Do Nurses at The Estates At Twin Rivers Llc Stick Around?

The Estates At Twin Rivers Llc has a staff turnover rate of 49%, which is about average for Minnesota nursing homes (state average: 46%). Moderate turnover is common in nursing homes, but families should still ask about staff tenure and how the facility maintains care continuity when employees leave.

Was The Estates At Twin Rivers Llc Ever Fined?

The Estates At Twin Rivers Llc has no federal fines on record. CMS issues fines when nursing homes fail to meet care standards or don't correct problems found during inspections. The absence of fines suggests the facility has either maintained compliance or corrected any issues before penalties were assessed. This is a positive indicator, though families should still review recent inspection reports for the full picture.

Is The Estates At Twin Rivers Llc on Any Federal Watch List?

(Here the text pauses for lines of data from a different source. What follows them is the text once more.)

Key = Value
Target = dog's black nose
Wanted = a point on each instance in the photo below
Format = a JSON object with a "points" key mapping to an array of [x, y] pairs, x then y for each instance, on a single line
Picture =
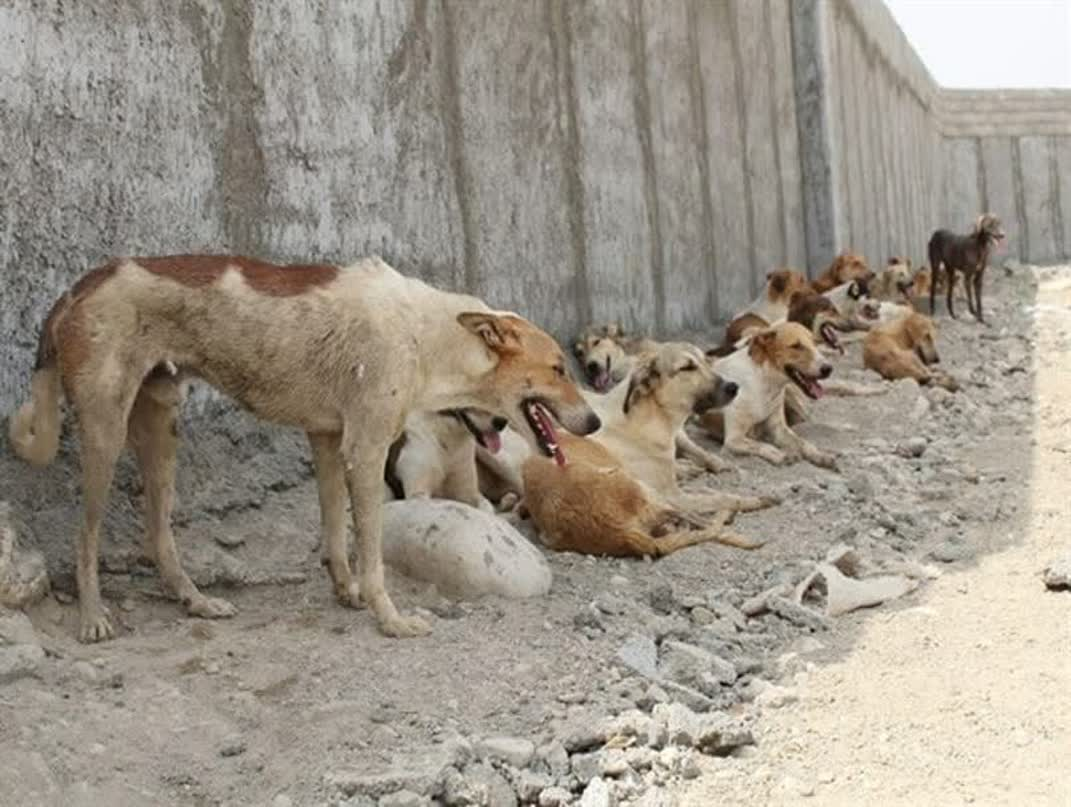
{"points": [[591, 424]]}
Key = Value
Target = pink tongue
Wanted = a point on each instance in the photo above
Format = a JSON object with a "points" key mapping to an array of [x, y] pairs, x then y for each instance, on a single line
{"points": [[559, 456], [492, 441]]}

The Estates At Twin Rivers Llc is not on any federal watch list. The most significant is the Special Focus Facility (SFF) program, which identifies the bottom 1% of nursing homes nationally based on persistent, serious quality problems. Not being on this list means the facility has avoided the pattern of deficiencies that triggers enhanced federal oversight. This is a positive indicator, though families should still review the facility's inspection history directly.